In West Berlin I met some people, mostly artists and writers, who had been expelled from East Germany. When we’d sit in a café in Kreuzberg, at the end of the street there’d be the Wall, and over it were these people’s families, friends, their whole past. I wondered what kind of country would kick out its best and brightest?

After the Wall fell it was possible to explore what had happened over there. I was particularly interested in the truly extraordinary stories of individual conscience and courage I came across, in so-called ordinary people: a schoolgirl who tried to scale the Wall, a dental nurse who refused to betray someone at great cost, a louche alcoholic rock star who was declared to his face to “no longer exist” and then kicked out.

It’s hard to imagine a place where anyone you know could be spying on you and reporting back to the government, and then the courage it must have taken to buck that system. I think all good books come out of a great, if oddly expressed love of some kind. I was in love with Berlin.

You were meeting former Stasi agents at the same time you were meeting people you cared about who had been oppressed by these men. Was achieving some sort of emotional distance, or at least not losing your temper while they told their stories?

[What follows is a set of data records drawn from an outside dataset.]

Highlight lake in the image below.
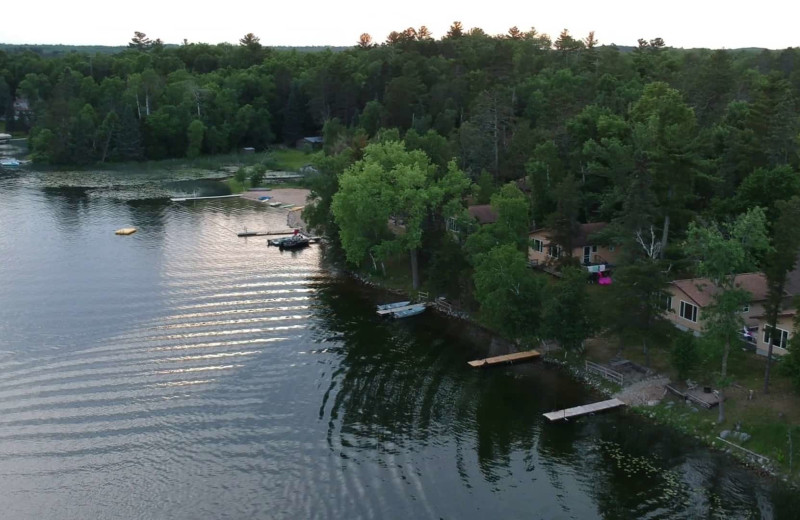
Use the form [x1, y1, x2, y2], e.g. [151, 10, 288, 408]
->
[0, 171, 800, 519]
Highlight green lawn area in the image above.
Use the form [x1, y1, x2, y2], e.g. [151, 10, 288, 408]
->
[270, 148, 313, 171]
[586, 337, 800, 478]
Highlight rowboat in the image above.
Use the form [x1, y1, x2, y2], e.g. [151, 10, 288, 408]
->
[278, 233, 309, 249]
[392, 303, 425, 318]
[375, 301, 411, 311]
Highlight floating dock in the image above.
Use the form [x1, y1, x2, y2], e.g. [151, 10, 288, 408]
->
[376, 302, 427, 316]
[542, 398, 625, 422]
[467, 350, 541, 368]
[169, 194, 241, 202]
[236, 229, 294, 237]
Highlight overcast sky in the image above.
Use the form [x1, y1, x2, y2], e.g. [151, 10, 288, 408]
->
[0, 0, 800, 49]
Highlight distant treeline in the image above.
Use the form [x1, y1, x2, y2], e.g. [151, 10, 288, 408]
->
[0, 26, 800, 174]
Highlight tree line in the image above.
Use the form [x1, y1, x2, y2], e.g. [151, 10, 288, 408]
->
[0, 26, 800, 418]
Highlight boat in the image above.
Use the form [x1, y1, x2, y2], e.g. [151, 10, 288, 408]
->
[375, 300, 411, 311]
[392, 303, 426, 318]
[278, 233, 309, 249]
[267, 237, 292, 246]
[0, 157, 22, 168]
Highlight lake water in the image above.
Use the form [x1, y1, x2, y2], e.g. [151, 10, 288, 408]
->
[0, 171, 800, 519]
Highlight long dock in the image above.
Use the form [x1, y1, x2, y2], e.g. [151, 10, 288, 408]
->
[467, 350, 541, 368]
[169, 194, 241, 202]
[236, 229, 294, 237]
[378, 302, 427, 316]
[542, 398, 625, 422]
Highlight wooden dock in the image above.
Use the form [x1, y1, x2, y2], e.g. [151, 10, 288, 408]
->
[542, 398, 625, 422]
[378, 302, 428, 316]
[241, 229, 294, 237]
[169, 194, 241, 202]
[467, 350, 541, 368]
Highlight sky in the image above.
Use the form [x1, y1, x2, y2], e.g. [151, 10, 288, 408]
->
[0, 0, 800, 49]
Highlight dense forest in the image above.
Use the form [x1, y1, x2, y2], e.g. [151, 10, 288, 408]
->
[0, 22, 800, 402]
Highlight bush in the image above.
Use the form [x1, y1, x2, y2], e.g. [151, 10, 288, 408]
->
[250, 170, 264, 187]
[233, 167, 247, 184]
[670, 331, 700, 379]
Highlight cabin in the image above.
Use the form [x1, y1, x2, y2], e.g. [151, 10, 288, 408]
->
[445, 204, 498, 235]
[665, 273, 797, 355]
[467, 204, 497, 226]
[528, 222, 619, 272]
[295, 136, 323, 150]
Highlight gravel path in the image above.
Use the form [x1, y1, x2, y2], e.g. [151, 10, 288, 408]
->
[614, 376, 669, 406]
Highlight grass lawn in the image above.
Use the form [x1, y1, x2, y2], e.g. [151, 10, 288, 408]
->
[270, 148, 313, 171]
[586, 337, 800, 478]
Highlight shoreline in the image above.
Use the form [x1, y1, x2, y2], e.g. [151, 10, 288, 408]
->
[345, 270, 800, 489]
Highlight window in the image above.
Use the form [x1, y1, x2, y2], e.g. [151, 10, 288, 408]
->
[547, 246, 561, 258]
[447, 217, 461, 233]
[681, 300, 697, 323]
[764, 325, 789, 348]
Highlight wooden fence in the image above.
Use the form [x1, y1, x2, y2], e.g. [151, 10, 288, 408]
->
[586, 361, 625, 386]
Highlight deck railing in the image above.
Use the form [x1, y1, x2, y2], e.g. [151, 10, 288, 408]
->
[586, 361, 625, 386]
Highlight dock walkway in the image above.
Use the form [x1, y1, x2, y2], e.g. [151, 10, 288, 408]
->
[467, 350, 541, 368]
[169, 194, 241, 202]
[542, 399, 625, 422]
[376, 302, 428, 316]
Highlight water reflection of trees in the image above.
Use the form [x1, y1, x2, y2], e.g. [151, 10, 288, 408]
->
[306, 281, 796, 518]
[587, 416, 771, 518]
[310, 282, 538, 482]
[42, 186, 92, 231]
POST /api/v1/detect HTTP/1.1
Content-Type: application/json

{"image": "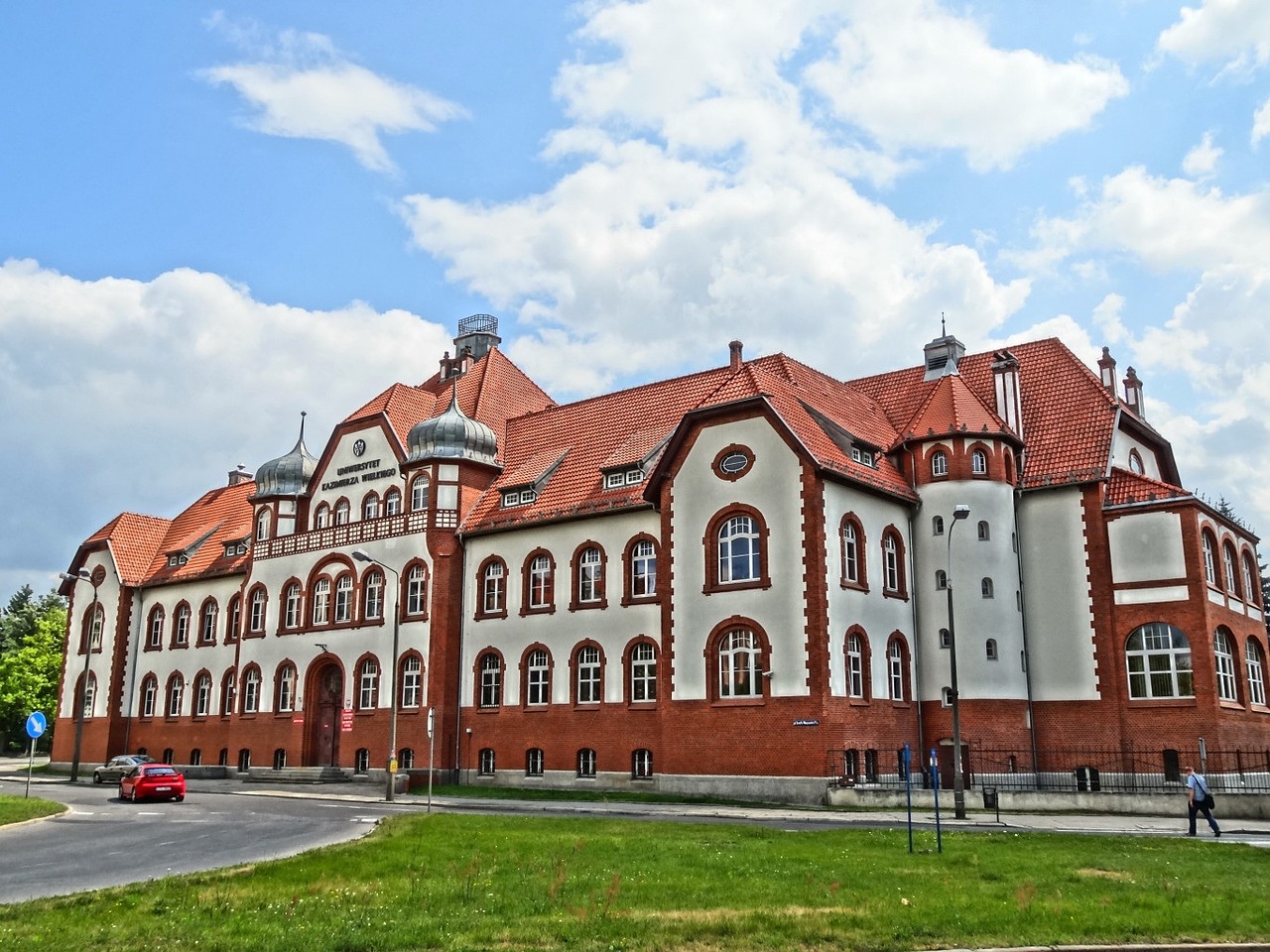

I think in my interview with the regime’s TV propagandist Karl Eduard von Schnitzler I might have come close! But I actually wasn’t angry with them. It was more that I wanted to explore what it is like to believe in something as fervently as people believe in religion—in this case communism—and then have that world around you cease to exist. What I found was that these men, and they were all men, simply kept the faith: they continued to assert that communism was a better system, and though it had disintegrated for the moment, it would win out in the end. One of them shouted at me, “You mark my words young lady, the end of capitalism is coming!” That seemed ridiculous in the ’90s, but somehow now, after the global financial crisis where we saw public money being used to bail out banks, it gives me pause for thought.

I think more fundamentally, it is extremely difficult to believe passionately in something and build your life around it and then have that founding belief disappear. It may even be barely possible. It seems to me like we make backbones for ourselves of our beliefs—for good or ill—and that without them we’d risk psychological collapse.

You have returned to Germany for your novel. What is it about German history that you find so compelling? And why return to the topic in fiction this time?

I really didn’t mean to go back to Germany. It’s like in The Godfather, “They pull you back in!” I am interested in Germany because I studied German to honors level, I lived there and speak the language.

But these books are only really on the surface about Germany—if I’d studied Mandarin, I could have written both of them set in 20th-century China. It’s the conscience and courage of people resisting the Goliath of an illegitimate state that really interests me.

Of course, in All That I Am, because it’s a novel, I get to write more viscerally about love and desire and mistaken love and desire, which interest me hugely, too, and have nothing to do with Germany. 

Berlin is so very trendy at the moment. [Hello from Berlin, by the way.] And one side effect of that is that it is changing very rapidly. Have you been back to Berlin much? And does it feel like a different city to you?

It has changed a lot from the late ’80s through the ’90s when all of a sudden the two parts of the city—a glitzy western half and a derelict eastern half got back together. Then it changed again, when the public servants moved up from Bonn and into the newly renovated Eastern areas.

It is still a beautiful city surrounded by lakes, with great art and literature and food. I love to be there, because it is a place on earth that puts cultural life in the center of life, rather than economics. I’d be back in a flash.

Jessa Crispin is the founder and editor-in-chief of Bookslut.